Closed lingyunwu14 closed 4 years ago
Sorry for late reply. Increase the batch size of each GPU is not easy to implement because it's hard to reformat the relation module to support that. And though here I say 1 GPU could only hold 1 image, actually multiple images (the key frame and relevant frames) would be processed simultaneously. Here 1 just refer to the number of key frames. And about the backbone, I do not make any modification about configs with backbone, they are kept untouched so how it behaves should be the same as in the image detection domain. I don't know whether fixing all bn layers would affect the performance :)
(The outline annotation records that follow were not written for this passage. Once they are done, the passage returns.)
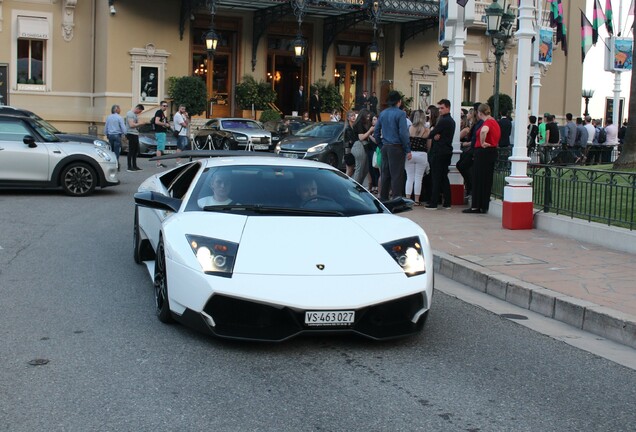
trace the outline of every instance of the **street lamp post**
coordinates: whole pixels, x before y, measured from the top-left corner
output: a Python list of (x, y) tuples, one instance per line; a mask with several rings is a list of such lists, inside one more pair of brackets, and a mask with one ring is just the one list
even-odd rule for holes
[(588, 112), (587, 108), (588, 108), (588, 105), (590, 104), (590, 99), (592, 98), (592, 96), (594, 96), (594, 90), (583, 89), (581, 90), (581, 96), (583, 97), (583, 99), (585, 99), (585, 112), (583, 113), (583, 115), (588, 116), (590, 115), (590, 113)]
[(506, 52), (506, 44), (512, 37), (515, 14), (510, 12), (510, 6), (504, 12), (497, 0), (494, 0), (486, 8), (486, 35), (491, 37), (492, 45), (495, 49), (495, 92), (494, 107), (492, 107), (493, 117), (499, 117), (499, 74), (501, 57)]

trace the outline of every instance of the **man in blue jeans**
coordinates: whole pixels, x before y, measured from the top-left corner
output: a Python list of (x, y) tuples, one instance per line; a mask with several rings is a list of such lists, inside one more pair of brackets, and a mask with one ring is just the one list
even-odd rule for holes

Yes, I know that "1" just refers to the number of keyframes. But the reference frames do not directly participate in the loss calculation, in other words, the model only backpropagates on the key frame. This still means that the batch size of each GPU is 1. Actually, based on your code, I reproduced the method of Sequence-Level-Semantics-Aggregation. The training is unstable when the batch size is 1, so I want to increase the batch size of each GPU. If I use the RPNWithRefModule class, can you specify where only a single picture is supported in RPN modules?
Thanks for your excellent work and nice open-source code. "Currently, 1 GPU could only hold 1 image." Is it possible to increase the batch size of each GPU? In addition, I noticed that all bn layer is fixed, is it related to the batch size of the single GPU is 1? but only the backbone is pre-trained from ImageNet, does fixing all bn layers affect the performance of the model?